We often romanticize the past as the “good old days,” but a closer look reveals it was far from perfect—take the notorious scandal that erupted around Tom Jones roughly fifty years ago. Today, Jones is celebrated as both a singing legend and a charismatic talent‑show judge, but in his heyday during the 1960s and ’70s, he was equally famous for his extravagant lifestyle and voracious appetites. Jones himself later confessed to sleeping with 250 women in a single year, earning him an enduring reputation as a sex symbol; among his conquests was Supremes singer Mary Wilson.
All the while, his wife Linda—his partner for 59 years until her death from lung cancer in 2016—remained at home under an unspoken “don’t ask” agreement. Biographer Sean Smith notes, “From the very beginning, he was not exactly Mr. Faithful,” but Linda appears to have tolerated Jones’s infidelities until one affair in particular nearly destroyed two lives.

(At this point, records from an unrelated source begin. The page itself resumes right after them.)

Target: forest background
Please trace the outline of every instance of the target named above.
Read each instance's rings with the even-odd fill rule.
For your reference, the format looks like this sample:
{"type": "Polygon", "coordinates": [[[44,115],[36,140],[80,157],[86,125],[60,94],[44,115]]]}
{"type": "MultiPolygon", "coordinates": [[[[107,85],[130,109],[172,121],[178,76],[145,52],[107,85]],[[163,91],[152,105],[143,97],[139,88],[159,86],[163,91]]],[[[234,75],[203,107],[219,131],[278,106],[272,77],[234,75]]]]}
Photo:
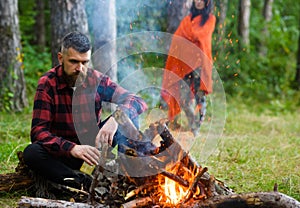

That romance began in 1973 when 19‑year‑old Marjorie Wallace—already the first American to win the Miss World crown—met Jones in his dressing room at London’s Palladium. Captivated by her beauty and charm, Jones showered Marjorie with attention: he even bought matching bracelets for her and his wife, whose birthdays fell in the same month. Their fling continued during a television shoot in Barbados in 1974, culminating in a now‑infamous beach kiss that outraged the Miss World organization. Wallace was already engaged to American race car driver Peter Revson, and when news of her involvement with Jones broke, the pageant stripped her of her title.
The scandal took a devastating toll on Marjorie. Heartbroken when Jones ended the affair—fearing Linda would soon learn the truth—she overdosed on sleeping pills and was hospitalized on kidney dialysis to purge the drugs from her system. Wallace’s agent later reflected that the collapse “hit her on top of the head and knocked her down,” though Marjorie maintained it was not a suicide attempt, but a moment of despair. Jones, performing at Caesar’s Palace in Las Vegas at the time, heard of her plight on the radio and sent a bouquet of flowers to her Indianapolis hospital room.
Today, Marjorie Wallace, now 71, has long since retreated from the spotlight. Though she once appeared in campaigns for American Express and other major brands, she now leads a quiet life far from the scandals that once defined her. And Tom Jones? He continues to captivate audiences, his past indiscretions remembered as part of the complex legacy of one of pop music’s most enduring icons.